Day traders: Day traders open and close their trades inside regular market hours. Day traders avoid the risk of overnight gaps but can only profit from intraday price moves. They close their positions by the end of the trading day and go out flat. For stock day traders this means their trades are opened after 9:30 a.m. EST time and close before 4:00 p.m. EST time. For other types of day traders this generally means they open and close trades in one sitting at their trading desk.
Scalping traders: Scalpers profit by quickly buying and selling throughout the trading day targeting micro profits in seconds or mintues. Scalpers edge comes from their speed of execution and getting in and out of trades as fast as possible with a profit. They trade on the smallest time frames on Level 2 quotes are inside the bid/ask spread for market makers.
Swing traders: Swing traders try to capture short-term and medium-term moves in a chart over days or weeks. Swing traders do best in range bound markets trading the moves in price from lows to highs and markets with sustained moves in one direction for multiple days in a row.
Position traders: Position traders hold for a long time period looking for the market prices to eventually move in their favor based on their thesis about a chart or market. The average time frame position traders hold trades for is months to over a year. Position traders are not very active in trading, they tend to make a few large bets on a few of their best ideas. They tend to have some of the biggest winners of any traders.
Breakout traders: Breakout traders buy when a price makes a new high in the time period being tracked. Breakout traders favorite trade is usually a break out to a new high in price out of a long price base inside a trading range. Most chart pattern signals are simply breakout signals over previous trendlines. Break out traders generally buy high and sell higher.
Reversal traders: Reversal trading is entering a position during a trend change on a chart. Buying a reversal consists of waiting for a clear change in a current price direction where it appears to be now going in the opposition position from the previous high or low. Buying a dip in a down trend that appears to have put in a low for price and selling short after a chart rips higher in price but seems to have put in a high price is trading a reversal.
Momentum traders: Momentum traders buy charts that are going up in price and sell them after they seem to peak, they also sell short a stock that is falling fast and buy to cover when it seems to have made a low. They buy strength and sell weakness. Momentum traders use volatility for buying and selling short opportunities in brief up moves and down moves then exit as momentum fades. Their buy list is the strongest charts and their sell short list is the weakest charts.
Trend followers: Trend followers don’t predict future market direction. Trend followers use quantified trading systems with an edge to create big wins and small losses by being on the right side of a sustained long-term trend. They buy high and sell higher and also will sell short to buy back lower. They research quantified ways to stay long in bubbles and stay short in crashes by letting winners run and cutting losers short. They use reactive technical analysis not opinions, predictions, or fundamentals.
Trend traders: Trend traders attempt to trade in the direction of the current trend. In bull markets they look for long positions and in bear markets they look for short positions.
Options traders: Option traders express their trades in endless ways by using long and short call and put option contracts.

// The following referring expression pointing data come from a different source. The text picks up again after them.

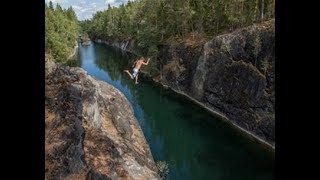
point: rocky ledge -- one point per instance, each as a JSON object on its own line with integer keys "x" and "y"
{"x": 90, "y": 130}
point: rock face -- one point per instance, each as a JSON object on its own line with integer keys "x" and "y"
{"x": 90, "y": 130}
{"x": 232, "y": 74}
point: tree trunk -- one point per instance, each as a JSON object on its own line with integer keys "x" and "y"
{"x": 260, "y": 11}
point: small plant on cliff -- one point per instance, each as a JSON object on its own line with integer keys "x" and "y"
{"x": 226, "y": 47}
{"x": 265, "y": 66}
{"x": 163, "y": 169}
{"x": 257, "y": 48}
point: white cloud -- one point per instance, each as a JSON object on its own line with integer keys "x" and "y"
{"x": 58, "y": 1}
{"x": 86, "y": 8}
{"x": 110, "y": 2}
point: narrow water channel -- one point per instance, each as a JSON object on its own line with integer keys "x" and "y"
{"x": 194, "y": 143}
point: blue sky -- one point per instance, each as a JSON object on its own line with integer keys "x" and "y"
{"x": 86, "y": 8}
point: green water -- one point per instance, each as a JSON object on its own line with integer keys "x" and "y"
{"x": 194, "y": 143}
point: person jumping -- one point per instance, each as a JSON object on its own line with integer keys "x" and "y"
{"x": 137, "y": 65}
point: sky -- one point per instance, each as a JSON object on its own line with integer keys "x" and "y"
{"x": 86, "y": 8}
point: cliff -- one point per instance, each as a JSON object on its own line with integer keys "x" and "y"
{"x": 232, "y": 74}
{"x": 90, "y": 130}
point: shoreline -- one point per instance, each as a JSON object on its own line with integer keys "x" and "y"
{"x": 251, "y": 136}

They can buy or sell option premium, bet on market volatility, create hedges for their positions, and leverage their bets with defined risk. Option traders must be right about the time frame and magnitude of move to profit.
Futures traders: Futures traders have their own auction market where they can buy and sell futures contracts for delivery on a future date for commodities, stock indexes, and currencies (Some futures are also cash settled). Futures are derivatives contracts that lock in prices for delivery in the future and are used by speculators to profit from price action. Futures provide leverage and hedges for traders.

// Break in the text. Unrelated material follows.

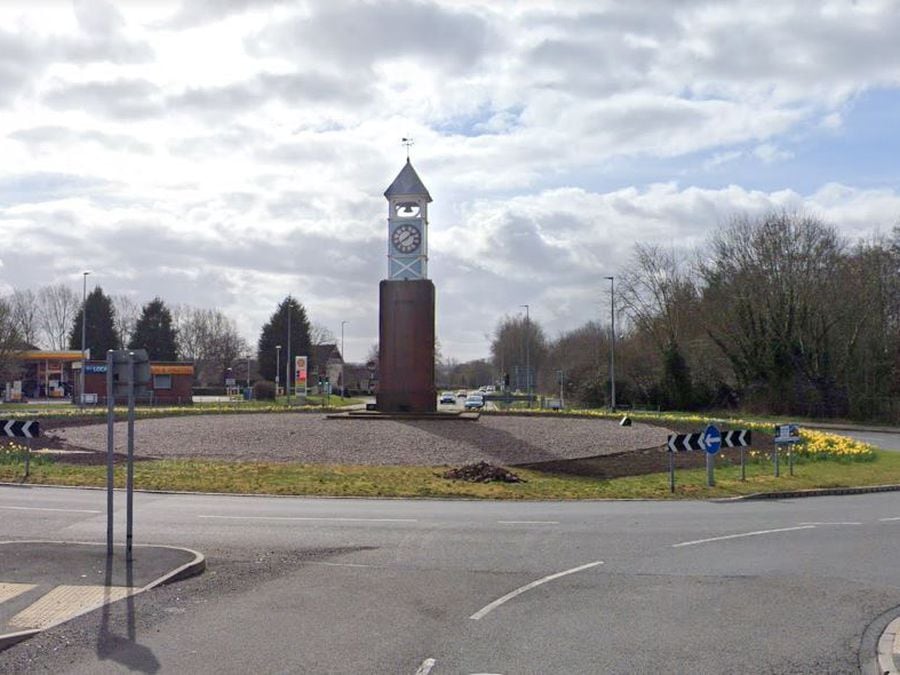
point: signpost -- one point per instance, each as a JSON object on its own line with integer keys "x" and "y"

Algorithmic traders: Algorithmic traders use quantified rules based trading systems for executing entries, exits, and position sizing to create a profitable edge based on repeating patterns in markets and speed of execution.

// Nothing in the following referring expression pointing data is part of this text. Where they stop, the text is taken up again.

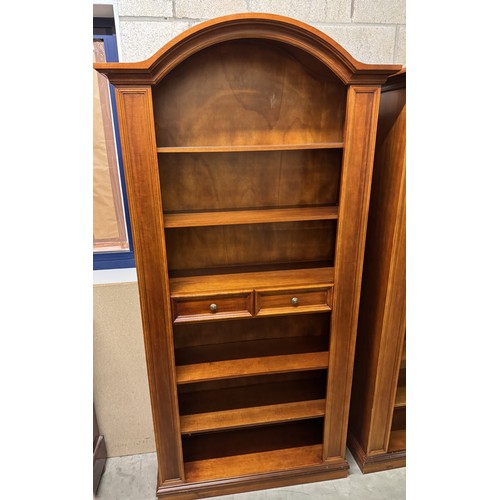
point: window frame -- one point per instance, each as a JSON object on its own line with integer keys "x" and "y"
{"x": 123, "y": 259}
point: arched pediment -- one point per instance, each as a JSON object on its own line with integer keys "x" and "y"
{"x": 247, "y": 26}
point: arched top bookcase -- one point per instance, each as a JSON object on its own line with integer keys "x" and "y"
{"x": 248, "y": 147}
{"x": 248, "y": 26}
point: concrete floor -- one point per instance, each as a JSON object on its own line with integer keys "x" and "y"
{"x": 134, "y": 478}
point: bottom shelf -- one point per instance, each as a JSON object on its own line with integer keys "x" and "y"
{"x": 249, "y": 459}
{"x": 253, "y": 463}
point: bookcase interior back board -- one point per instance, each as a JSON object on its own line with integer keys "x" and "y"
{"x": 248, "y": 146}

Macro traders: Macro traders try to profit by trading based on the patterns in global economic data such as growth, unemployment, inflation, interest rate trends, trades and payment balances between nations, changes in world politics, government and central bank policies, financial relationships between nations, and large global financial systemic factors.
Forex traders: Forex traders buy and sell currencies in the global foreign exchange market. A forex trader sells one currency and buys another with each currency pair trade. They profit if the currency they bought moves up against the currency they sold. A currency pair is a price quote of the exchange rate for two different national currencies traded in the forex markets. When the order is entered for a currency pair, the first listed currency (base currency) is purchased while the second listed currency in the currency pair (quote currency) is sold.